Yes that is right. There is NO law that requires companies to test their personal care and household products on animals before selling them to consumers! .
Just picture this. Captured from the wilderness with his mother a young chimpanzee all of about 6 months is imprisoned in a cage, in a dark lonely room. Strange people (at it seems to him) with white cloaks circle him day to day poking him with long sharp sticks. A long tube that was drilled into his head runs along until it reaches a kind of box. A cramping pain starts in his leg. He tries to move it, but to no avail. The metal bars prevent any kind of movement. All that keeps him going through the day is a measly piece of bread, a cup of water, and knowing that his mother is in the next room. At night, all can be heard is the long wailing of the chimpanzee, and his mother replying to her son's cry of pain. But one night the young chimpanzee wails alone, his mother is not responding to his cries. He wonders what happened to her. Now at night he doesn't bother wailing for her, his big brown eyes just stares into the darkness.

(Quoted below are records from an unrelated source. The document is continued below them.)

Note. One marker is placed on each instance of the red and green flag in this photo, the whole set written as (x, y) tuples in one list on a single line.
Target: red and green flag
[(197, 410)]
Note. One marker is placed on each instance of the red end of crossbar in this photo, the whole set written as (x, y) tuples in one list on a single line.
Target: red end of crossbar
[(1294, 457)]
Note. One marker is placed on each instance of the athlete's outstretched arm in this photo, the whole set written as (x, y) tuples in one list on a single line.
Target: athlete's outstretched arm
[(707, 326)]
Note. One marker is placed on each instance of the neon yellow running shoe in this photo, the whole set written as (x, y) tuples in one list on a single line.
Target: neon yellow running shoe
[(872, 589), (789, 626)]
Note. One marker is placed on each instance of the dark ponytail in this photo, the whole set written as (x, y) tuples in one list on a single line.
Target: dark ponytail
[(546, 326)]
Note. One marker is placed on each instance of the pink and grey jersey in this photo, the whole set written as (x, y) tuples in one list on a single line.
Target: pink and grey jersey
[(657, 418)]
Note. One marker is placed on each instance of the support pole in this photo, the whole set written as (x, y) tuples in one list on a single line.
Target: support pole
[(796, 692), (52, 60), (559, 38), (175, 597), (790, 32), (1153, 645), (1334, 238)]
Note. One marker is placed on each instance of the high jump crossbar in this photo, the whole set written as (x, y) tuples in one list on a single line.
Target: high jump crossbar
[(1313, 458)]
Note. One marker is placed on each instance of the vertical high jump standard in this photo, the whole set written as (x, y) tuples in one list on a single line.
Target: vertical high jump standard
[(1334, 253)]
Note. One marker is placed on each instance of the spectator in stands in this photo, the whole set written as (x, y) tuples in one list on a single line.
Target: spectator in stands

Animal testing is a cruel process in which scientists expose animals to painful, cruel the unnecessary tests often without the use of pain killers. Animal tests are done in order to help a company find out the possible harmful effect of their products on humans. Take for example the Draize test. Rabbits are chained down to a bench and their eyes forced open. Next the scientist pours their new test product (e.g. shampoo) into them, to find out how irritating it is. The innocent rabbit cries and squirms, because (as everyone knows) shampoo stings if put into eyes. This is just one of the many cruelties that animal testing brings upon animals. .
Each year millions of animal are examined, blinded, scalded, force-fed chemicals, genetically manipulated, and otherwise hurt and killed in the name' of science.